Degage enlists artist Derrick Hollowell to engage its patrons through art

Artist Derrick “VitoArt” Hollowell has made Heartside his home for more than 15 years. An original resident of one of the first artist live-work loft spaces in the neighborhood, his second-story apartment’s large windows have given him a birds-eye view of Heartside’s businesses and people over the years. He also saw the people experiencing homelessness struggle to survive on the sidewalks below — and was familiar with the services that neighboring Degage Ministries provided for them.

Derrick Hollowell

“The things that cause homelessness are still prevalent — poverty, racism, oppression, mental illness. Until you start to make a dent in those forces, there is always going to be a problem,” Hollowell says. “But the fact that we do have some organizations that provide some form of refuge from those crisis situations, at least that helps the problem. It can be something that can help them get through what hopefully is a temporary situation in life.”

Noted for his illustrative renderings of music and pop culture icons and afrocentric expressionistic portraiture, Hollowell's original work can also be viewed in Grand Rapids at Mary Free Bed Rehabilitation Hospital, University of Michigan Health-West Hospital and HopCat Brewery.

When staff from Degage saw Hollowell’s 2022 Festival of the Arts’ award-winning painting at the Bayard Gallery, they decided to commission him to create a large mural-like painting to complement the new Degage donor wall. Hollowell created a collage-like 48-by-60-inch painting depicting ten Degage “regulars.”

“A lot of the people I had seen in the neighborhood just looking out my window, so I was familiar with some of their faces,” Hollowell says. “One of the most fulfilling things was for the people who I pictured to see it and be inspired, just seeing that they are worthy to be an art subject and be part of a permanent piece of public art.”

“It’s really powerful,” adds Bob Kreter, Degage marketing manager. “Our patrons were so excited when they saw all these folks that they know in painting.

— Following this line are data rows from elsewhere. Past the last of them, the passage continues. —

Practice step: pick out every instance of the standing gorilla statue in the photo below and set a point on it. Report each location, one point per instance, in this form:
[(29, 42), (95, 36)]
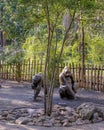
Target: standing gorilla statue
[(67, 88), (37, 84)]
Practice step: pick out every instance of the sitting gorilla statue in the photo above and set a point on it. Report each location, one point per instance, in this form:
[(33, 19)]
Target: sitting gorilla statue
[(67, 88), (37, 84)]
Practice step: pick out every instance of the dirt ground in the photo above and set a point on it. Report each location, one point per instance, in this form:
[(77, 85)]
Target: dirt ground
[(19, 95)]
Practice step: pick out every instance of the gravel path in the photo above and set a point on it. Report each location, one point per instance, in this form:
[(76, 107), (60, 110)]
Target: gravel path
[(13, 95), (18, 95)]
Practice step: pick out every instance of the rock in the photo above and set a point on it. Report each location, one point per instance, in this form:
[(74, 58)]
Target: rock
[(79, 121), (86, 110), (22, 120), (31, 112), (100, 111), (11, 117), (71, 119), (66, 123), (47, 124)]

It really meant a lot. It's a beautiful piece, and they feel honored by it.”

The wall where Hollowell’s painting now hangs was originally intended to honor donors who contributed funds for Degage’s new building. When the painting first went up, Degage’s patrons were excited to see it and to recognize the people pictured in it.

“This was an awesome idea, because it really features those people we serve. They become the primary part of that,” Kreter says. “They're the ones who see it every day. So, every day it's that reminder that we're all in this together. We're all the same. We're all here to help each other. We're all children of God.”